I started writing in COBOL in 1976. I wrote a lot of code and even started teaching COBOL in the local community college. The language is pretty simple, although wordy. I think that COBOL code would be pretty obvious to a coder today. They might not be able to code in it, but they should be able to follow the flow. The advantage of COBOL was that it was closer to machine code. A statement in COBOL translates to one or a few instructions of machine language. COBOL was a sort of assembly language. This made it run fast and efficiently on the big iron IBM mainframes. Remember that a machine with a meg or less memory had to run hundreds of terminals serving users at the same time at a clock speed measured in in a few millions of CPS.
My last job before I retired was translating COBOL to Java. The COBOL code always ran faster than the Java classes that replaced them.
My first job out of school was programming in COBOL. Never learned it in school. I knew C, Scheme, Pascal, BASIC, a little FORTRAN, and maybe a couple of others. COBOL was easy to pick up. Never did really get JCL.
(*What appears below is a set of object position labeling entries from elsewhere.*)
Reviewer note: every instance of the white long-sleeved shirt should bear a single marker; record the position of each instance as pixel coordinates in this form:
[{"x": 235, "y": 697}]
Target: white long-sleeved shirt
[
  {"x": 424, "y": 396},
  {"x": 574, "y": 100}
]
The time sharing wasn't that great. Yes the there were hundreds of users but they could wait many seconds, even minutes for transactions to run. There was a little clock icon on the status line of the terminal, and I easily spent an hour or more per day just watching that clock, waiting on my terminal to update. Luckily the there was no www then, or I would have been surfing during that time and even less productive.
> Remember that a machine with a meg or less memory had to run hundreds of terminals
(Puts Monty Python voice on)....Piffle!...when I were a lad we looked after a bunch of Data General Nova 4's and Eclipse S/130's with 32k of memory and with 32-64 dasher terminals hanging off them running DG's Interactive Cobol (on top of RDOS)....and running a full-on accounting system. 1MB of memory would have been absolute luxury.
I learned COBOL, Fortran and RPG II in school but only professionally did anything in RPG II. COBOL readability beat the heck out of trying to read RPG!